Important à signaler d’expérience : le mélange antigel vieillit. Son pH diminue avec le temps (l’acidité augmente), les inhibiteurs de corrosion s’épuisent et le mélange commence à attaquer agressivement les parties métalliques du système. Le renouvellement ou le complément des inhibiteurs devrait avoir lieu tous les 4 à 5 ans. Vérifiez toujours la concentration actuelle à l’aide d’un réfractomètre – ne faites pas confiance au fait que vous ayez rempli le mélange il y a cinq ans. L’évaporation de l’eau modifie la concentration, et le remplissage d’eau propre en cas de fuite affaiblit le mélange.
Quels dangers existent avec une mauvaise composition du mélange
- Gel de l’absorbateur – avec une concentration inférieure à la valeur de protection, le liquide peut geler directement dans le capteur par temps extrêmement froid. Les méandres ou les tubes en H de l’absorbateur se fissurent, la réparation est généralement le remplacement complet du capteur.

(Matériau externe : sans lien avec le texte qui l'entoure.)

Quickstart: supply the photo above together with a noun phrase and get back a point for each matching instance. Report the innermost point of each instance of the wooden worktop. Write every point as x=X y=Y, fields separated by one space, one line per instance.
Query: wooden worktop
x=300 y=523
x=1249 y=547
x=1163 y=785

- Corrosion – le mélange acide corrode les absorbateurs en aluminium, les tuyaux en cuivre et les réservoirs en acier. Cela se manifeste par une saleté, un bouchage, une diminution du débit et finalement une fuite.
- Cavitation du circulateur – avec une viscosité réduite du mélange (température incorrecte ou mélange dégradé), il peut y avoir du bruit et un usure prématurée du circulateur.
Neige sur le capteur – mythe versus réalité
Beaucoup de gens pensent que la neige sur le capteur est une catastrophe. En pratique, c’est différent. Un bon capteur plat a une surface avant en verre avec une pente d’au moins 35 à 45°. La neige glisse sur cette surface lors de la première journée ensoleillée – même plus rapidement qu’à partir d’un toit en tuiles, car le verre a un coefficient de frottement plus faible. Une orientation au sud et une pente suffisante sont donc importantes non seulement pour un rendement maximal, mais aussi pour la capacité d’autonettoyage contre la neige et les saletés. Pour plus d’informations sur l’orientation optimale, consultez l’article Inclinaison et orientation du capteur – comment maximiser le rendement énergétique.
Quand la neige devient vraiment un problème ? Avec des installations plates (pente inférieure à 20°), avec une couverture nuageuse prolongée sans soleil, lorsque la neige forme une couche de glace, et avec des installations horizontales sur des toits plats. Dans ces cas, une couche de neige avec glace peut rester pendant une semaine ou plus. La solution n’est pas de grimper sur le toit et de racler la neige (dangereux !), mais de concevoir un système avec une source de chaleur suffisante pour couvrir ces pannes.
Stagnation – problème d'hiver et d'été à la fois
La stagnation est un état où le fluide dans le capteur cesse de se déplacer, mais le capteur continue d'absorber l'énergie solaire. La température dans l'absorbeur monte alors à la température de stagnation (80–200 °C selon le type de capteur). La stagnation se produit lorsque :
- Il y a une panne d'électricité (la pompe s'arrête)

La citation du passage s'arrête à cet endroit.